Recent data in the U.K. indicate that a sore throat is increasingly the most prevalent sign of COVID-19 infection, whereas fever and loss of smell are becoming less frequent.
The move can raise questions regarding the fall. People may transfer the infection unknowingly as the coronavirus’s primary symptoms alter.
Tim Spector, a professor of genetic epidemiology at King’s College London, told The Independent that “many people are still adopting the official standards concerning symptoms, which are erroneous.”
Spector is a co-founder of the COVID ZOE app, a component of the biggest COVID-19 study ever conducted. Researchers have utilised information from the app to monitor changes in symptoms during the pandemic.
According to him, two-thirds of those who have a sore throat currently develop COVID. Since fever and a loss of smell are now quite uncommon, many elderly persons might not realise they have COVID. If tested, they would dismiss it as a cold.
COVID- At the end of September, the number of 19 infections in the U.K. jumped 14%, according to figures from the country’s Office for National Statistics. During the week ending September 20, more than 1.1 million people tested positive, up from 927,000 cases the week before. In England and Wales, the numbers are still rising, but Scotland and Northern Ireland are showing a less clear pattern.

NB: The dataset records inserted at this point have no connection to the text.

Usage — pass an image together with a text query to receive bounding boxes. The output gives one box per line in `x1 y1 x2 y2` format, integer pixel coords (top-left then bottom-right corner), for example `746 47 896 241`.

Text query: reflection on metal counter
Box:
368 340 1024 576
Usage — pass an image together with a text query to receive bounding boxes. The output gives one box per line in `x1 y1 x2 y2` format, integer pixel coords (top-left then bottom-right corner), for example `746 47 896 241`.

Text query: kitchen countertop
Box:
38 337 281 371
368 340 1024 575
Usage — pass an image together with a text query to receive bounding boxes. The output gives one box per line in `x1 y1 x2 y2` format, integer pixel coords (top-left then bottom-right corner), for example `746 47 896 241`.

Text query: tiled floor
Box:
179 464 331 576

According to Spector, the fall wave of infections has undoubtedly reached the U.K. He anticipates that Omicron variants will continue to change and avoid protection from prior infections and vaccinations throughout the winter.
Public health professionals have expressed worries about monitoring the most recent variants and COVID-19 trends, however, because to the decreased testing and surveillance of new variants.
According to Lawrence Young, a professor of virology at the University of Warwick, “we can only discover variations or know what’s coming by doing sequencing from PCR testing, and that’s not going on anything like the extent it was a year ago.”
Due to the lack of free tests, he claimed that people will contract a variety of diseases over the winter. “There will be a problem.”
According to the most recent information from the European CDC, COVID-19 cases are also rising across Europe, which may be the first regional uptick since the BA.5 wave. (In the past, growth in Europe has foreshadowed a pattern that will soon emerge in other regions.)
According to the report, cases among people 65 and older increased by 9% from the previous week. Although 14 of the 27 nations in the European region have seen an increase, hospitalizations are now constant.
The European CDC stated that these increases “are expected to be mostly driven by changes in population mixing following the summer vacation, with no indication of changes in the distribution of circulating variations.”
According to a weekly CDC update released on Friday, the majority of COVID-19 readings are continuing declining in the U.S. for the time being. A daily average of 47,000 cases are reported, which is a 13% drop from the previous week. Deaths decreased 6%, and hospitalizations decreased 7%.
Test positive also increased last week, going from 9.6% to 9.8%. According to wastewater surveillance, 41% of U.S. locations recorded an increase last week, while 53% reported a decrease in virus levels.
The new Omicron-targeted booster shot was recommended by the CDC for the next fall season. The new vaccine has been given to about 7.5 million Americans. In the United States, 50% of the eligible population has not yet gotten a booster dose.
In addition to providing additional protection for you and others around you against all lineages of the Omicron variety, bivalent boosters help restore protection that may have declined since your last dosage, according to the CDC. The greater the number of people who maintain their immunisation records, the greater the likelihood that we will avoid a potential COVID-19 sickness outbreak later this fall and winter.